Depuis plusieurs mois, le débat sur le travail du dimanche agite la société. Il y a ceux qui y voient l’opportunité de gagner d’avantage d’argent et ceux qui y voient un outil de casse du droit du travail. Le débat est en réalité plus complexe, décryptage.
Si le projet sur les exceptions au repos dominical dans les commerces, remis au Premier ministre par Jean-Paul Bailly le 2 décembre dernier était validé par le gouvernement, la mise en œuvre d’une telle réforme aurait de sérieuses conséquences.

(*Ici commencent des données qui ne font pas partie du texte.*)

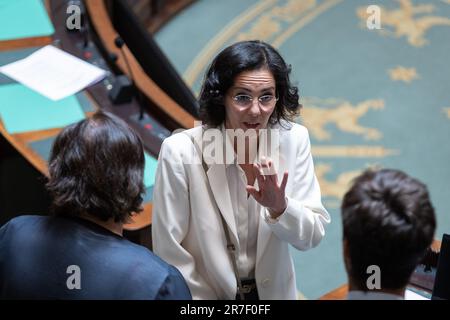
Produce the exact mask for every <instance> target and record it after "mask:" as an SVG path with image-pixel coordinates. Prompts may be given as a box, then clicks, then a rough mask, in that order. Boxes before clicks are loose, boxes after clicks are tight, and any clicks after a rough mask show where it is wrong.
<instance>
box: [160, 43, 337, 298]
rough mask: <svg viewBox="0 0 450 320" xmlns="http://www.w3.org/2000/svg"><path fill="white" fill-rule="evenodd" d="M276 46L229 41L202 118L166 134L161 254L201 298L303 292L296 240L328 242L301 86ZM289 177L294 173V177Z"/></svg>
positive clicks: (292, 174)
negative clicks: (286, 64)
mask: <svg viewBox="0 0 450 320" xmlns="http://www.w3.org/2000/svg"><path fill="white" fill-rule="evenodd" d="M289 73H290V67H289V66H288V65H286V63H285V61H284V60H283V58H282V57H281V56H280V54H279V53H278V52H277V51H276V50H275V49H274V48H273V47H271V46H270V45H268V44H266V43H264V42H261V41H244V42H239V43H235V44H233V45H231V46H230V47H228V48H226V49H224V50H223V51H222V52H221V53H219V54H218V56H217V57H216V58H215V59H214V61H213V62H212V64H211V66H210V67H209V70H208V71H207V73H206V77H205V80H204V84H203V87H202V90H201V93H200V114H201V120H202V121H203V126H197V127H195V128H193V129H190V130H187V131H184V132H181V133H177V134H174V135H172V136H171V137H169V138H167V139H166V140H165V141H164V142H163V145H162V147H161V152H160V155H159V163H158V169H157V173H156V183H155V189H154V194H153V224H152V237H153V249H154V251H155V253H157V254H158V255H160V256H161V257H162V258H163V259H165V260H166V261H168V262H169V263H171V264H173V265H174V266H176V267H177V268H178V269H179V270H180V271H181V273H182V274H183V276H184V277H185V279H186V281H187V283H188V286H189V288H190V290H191V293H192V296H193V298H194V299H249V300H250V299H296V297H297V289H296V277H295V272H294V265H293V261H292V258H291V255H290V252H289V244H291V245H292V246H294V247H295V248H297V249H299V250H308V249H310V248H312V247H315V246H317V245H318V244H319V242H320V240H321V239H322V238H323V236H324V234H325V225H327V224H328V223H329V222H330V216H329V214H328V212H327V211H326V210H325V208H324V207H323V205H322V202H321V195H320V188H319V184H318V181H317V179H316V176H315V174H314V165H313V159H312V156H311V151H310V141H309V136H308V132H307V130H306V128H305V127H303V126H301V125H299V124H295V123H293V122H291V121H290V119H291V118H292V116H293V115H295V114H297V112H298V110H299V108H300V105H299V102H298V100H299V96H298V90H297V88H296V87H295V86H293V85H292V84H291V83H290V80H289ZM288 175H289V179H288Z"/></svg>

Ces derniers mois, des témoignages de salariés affirmant vouloir travailler le dimanche pour des raisons purement financières (Sephora, Mr Bricolage…) se sont multipliés. En effet, cette journée est payée double dans la majeure partie des cas. L’argument du pouvoir d’achat semble évident à l’heure où de nombreux jeunes galèrent pour payer leur loyer, leurs études…
De plus, le fait que certains secteurs travaillent déjà le dimanche (santé, sécurité, commerces de proximité…) vient conforter les partisans de cette pratique. Enfin, d’autres réclament aussi le droit de pouvoir consommer le dimanche, faute de temps le reste de la semaine.

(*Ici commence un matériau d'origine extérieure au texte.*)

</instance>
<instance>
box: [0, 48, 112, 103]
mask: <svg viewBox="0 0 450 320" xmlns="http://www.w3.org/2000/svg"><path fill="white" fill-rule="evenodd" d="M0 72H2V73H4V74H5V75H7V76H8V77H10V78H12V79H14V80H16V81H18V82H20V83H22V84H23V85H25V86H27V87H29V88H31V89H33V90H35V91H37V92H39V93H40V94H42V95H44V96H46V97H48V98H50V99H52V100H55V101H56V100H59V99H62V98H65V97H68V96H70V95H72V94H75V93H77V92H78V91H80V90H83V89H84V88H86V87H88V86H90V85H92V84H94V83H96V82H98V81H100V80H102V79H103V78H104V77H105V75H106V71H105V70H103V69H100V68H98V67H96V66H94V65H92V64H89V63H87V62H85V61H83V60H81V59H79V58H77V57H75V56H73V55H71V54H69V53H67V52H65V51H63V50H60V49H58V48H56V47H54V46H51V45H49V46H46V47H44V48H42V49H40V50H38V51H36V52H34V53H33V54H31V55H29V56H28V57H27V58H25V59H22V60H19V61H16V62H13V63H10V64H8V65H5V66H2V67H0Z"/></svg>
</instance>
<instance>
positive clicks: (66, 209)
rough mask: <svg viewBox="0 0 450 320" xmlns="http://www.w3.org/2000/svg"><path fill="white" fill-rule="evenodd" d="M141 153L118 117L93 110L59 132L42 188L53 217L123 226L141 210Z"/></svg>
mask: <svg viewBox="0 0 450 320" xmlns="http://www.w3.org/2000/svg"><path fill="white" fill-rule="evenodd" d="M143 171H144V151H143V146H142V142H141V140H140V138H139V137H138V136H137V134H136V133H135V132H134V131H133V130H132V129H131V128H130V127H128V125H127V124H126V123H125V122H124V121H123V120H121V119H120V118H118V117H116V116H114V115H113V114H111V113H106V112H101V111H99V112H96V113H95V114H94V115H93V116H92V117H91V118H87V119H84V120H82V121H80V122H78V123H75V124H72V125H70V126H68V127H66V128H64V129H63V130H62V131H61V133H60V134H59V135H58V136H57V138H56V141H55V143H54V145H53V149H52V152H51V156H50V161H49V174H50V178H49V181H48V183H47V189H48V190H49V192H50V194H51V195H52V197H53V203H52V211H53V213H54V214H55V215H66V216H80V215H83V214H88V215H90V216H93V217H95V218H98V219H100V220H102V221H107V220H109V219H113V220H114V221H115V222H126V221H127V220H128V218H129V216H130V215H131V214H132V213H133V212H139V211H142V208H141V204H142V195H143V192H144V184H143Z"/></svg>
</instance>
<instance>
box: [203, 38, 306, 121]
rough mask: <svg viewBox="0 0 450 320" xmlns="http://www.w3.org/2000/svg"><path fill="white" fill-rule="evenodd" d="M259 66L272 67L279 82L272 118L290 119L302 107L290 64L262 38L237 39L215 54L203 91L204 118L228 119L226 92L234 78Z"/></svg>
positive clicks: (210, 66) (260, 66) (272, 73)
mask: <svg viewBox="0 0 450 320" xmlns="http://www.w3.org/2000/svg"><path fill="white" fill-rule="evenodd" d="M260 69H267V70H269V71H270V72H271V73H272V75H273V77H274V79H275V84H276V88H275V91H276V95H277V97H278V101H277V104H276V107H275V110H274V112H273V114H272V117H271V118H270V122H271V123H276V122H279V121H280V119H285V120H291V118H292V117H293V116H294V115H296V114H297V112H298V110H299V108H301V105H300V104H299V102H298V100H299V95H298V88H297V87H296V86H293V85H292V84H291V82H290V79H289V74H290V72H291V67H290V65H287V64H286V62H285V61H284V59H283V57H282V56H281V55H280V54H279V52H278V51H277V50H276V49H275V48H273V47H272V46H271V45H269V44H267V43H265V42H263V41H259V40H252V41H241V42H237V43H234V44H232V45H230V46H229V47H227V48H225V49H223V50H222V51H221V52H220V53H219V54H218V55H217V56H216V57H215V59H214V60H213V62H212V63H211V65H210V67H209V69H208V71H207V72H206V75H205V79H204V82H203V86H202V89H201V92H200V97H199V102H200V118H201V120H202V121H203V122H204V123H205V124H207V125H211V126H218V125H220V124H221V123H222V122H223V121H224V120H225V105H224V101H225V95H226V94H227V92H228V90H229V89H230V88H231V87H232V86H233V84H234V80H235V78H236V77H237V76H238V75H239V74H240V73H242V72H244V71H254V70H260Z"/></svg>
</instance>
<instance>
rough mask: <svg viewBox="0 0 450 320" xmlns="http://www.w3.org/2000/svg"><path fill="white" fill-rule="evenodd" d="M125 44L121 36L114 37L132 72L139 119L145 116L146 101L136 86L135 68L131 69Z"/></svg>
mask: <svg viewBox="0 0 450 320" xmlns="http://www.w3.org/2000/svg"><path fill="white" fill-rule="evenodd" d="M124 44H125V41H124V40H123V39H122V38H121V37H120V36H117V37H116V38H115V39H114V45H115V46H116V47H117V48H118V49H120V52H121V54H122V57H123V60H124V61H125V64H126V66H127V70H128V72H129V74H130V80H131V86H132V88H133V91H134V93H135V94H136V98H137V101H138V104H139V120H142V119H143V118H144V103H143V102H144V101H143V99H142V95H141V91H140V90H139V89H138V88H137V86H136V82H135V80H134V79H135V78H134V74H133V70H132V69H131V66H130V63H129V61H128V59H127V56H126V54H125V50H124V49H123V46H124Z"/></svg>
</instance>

Ces arguments interrogent la société et les jeunes. Pourtant, selon une enquête de la CFDT , près de 7 salariés sur 10 refusent de travailler le dimanche même avec une contrepartie financière. En effet, le dimanche est toujours perçu comme le jour de repos où l’on peut se retrouver en famille, se reposer ou faire du sport avec des amis. Ces notions de loisirs, de partage et le droit au repos ne sont pas à négliger et doivent être pris en compte par le pouvoir politique.
Certes des branches d’activité fonctionnent le dimanche pour répondre à des besoins indispensables (hôpitaux, pompiers…) mais cela ne doit pas laisser penser qu’une généralisation de cette pratique est souhaitable. L’ouverture des magasins le dimanche interroge le type de société que nous voulons. Une basée sur la consommation permanente qui demande aux travailleurs d’être tout le temps disponibles pour les clients ? La consommation et le travail doivent-ils être les seuls moteurs de notre vie ?

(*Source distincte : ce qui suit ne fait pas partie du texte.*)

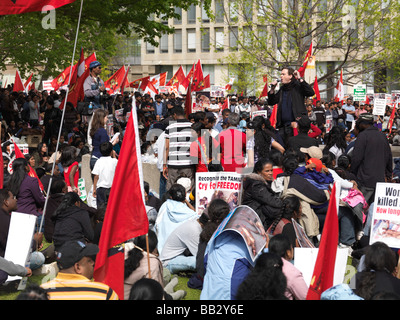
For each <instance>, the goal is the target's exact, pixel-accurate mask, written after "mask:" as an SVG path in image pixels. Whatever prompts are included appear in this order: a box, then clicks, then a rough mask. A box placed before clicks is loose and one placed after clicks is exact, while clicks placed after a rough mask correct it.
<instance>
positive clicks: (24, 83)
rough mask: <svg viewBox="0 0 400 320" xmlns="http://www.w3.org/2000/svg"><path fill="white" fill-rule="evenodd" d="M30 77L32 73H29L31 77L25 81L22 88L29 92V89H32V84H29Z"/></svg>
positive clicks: (32, 73) (29, 80) (31, 77)
mask: <svg viewBox="0 0 400 320" xmlns="http://www.w3.org/2000/svg"><path fill="white" fill-rule="evenodd" d="M32 76H33V73H31V75H30V76H29V78H28V80H26V81H25V83H24V87H25V90H26V91H29V90H30V89H31V87H32V83H31V81H32Z"/></svg>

L’assouplissement du travail dominical ou encore du travail de nuit remettent en cause également la possibilité de s’engager. En JOC par exemple, on constate de plus en plus l’impossibilité pour des jeunes de participer aux temps ou aux révisions de vie à cause d’horaires atypiques. Avec plus de travail le dimanche, il sera encore plus dur de se retrouver en JOC, à l’église, au foot, autour d’un barbecue ou d’une raclette. Enfin, il faut noter que ces assouplissements toucheront avant tout les travailleurs les plus précaires et qu’une fois de plus on décide à la place des jeunes de milieux ouvriers ce qui est bon pour eux.
Pour agir on peut se poser seul ou en équipe quelques questions :
Est-ce que j’aimerais travailler le dimanche ? Si je travaille le dimanche, est-ce par choix ou par contrainte ?

Aller plus loin
Que dit la loi aujourd’hui ?
Depuis mai 2009, la loi visant à rénover les dérogations au repos dominical les limites à trois cas: les commerces de détail dans les communes touristiques et les zones touristiques d’affluences exceptionnelles, les « périmètres d’usage de consommation exceptionnel » (PUCE), où il existe déjà de véritables habitudes, anciennes, de consommation dominicale et conformément aux recommandations du Conseil Economique et Social, les commerces de détail alimentaire qui sont ouverts le dimanche jusqu’à 13 heures.

Le cas particulier du salarié de moins de 18 ans
Tout salarié de moins de 18 ans peut travailler le dimanche si l’entreprise bénéficie d’une dérogation au repos dominical. Il conserve le droit à 2 jours de repos consécutifs par semaine.
Par contre, l’apprenti de moins de 18 ans n’a pas le droit de travailler le dimanche, sauf dans les secteurs pour lesquels les caractéristiques particulières de l’activité le justifient : l’hôtellerie, la restauration, les cafés, tabacs et débits de boisson, la boulangerie, la pâtisserie, la boucherie, la charcuterie, la fromagerie-crèmerie, la poissonnerie.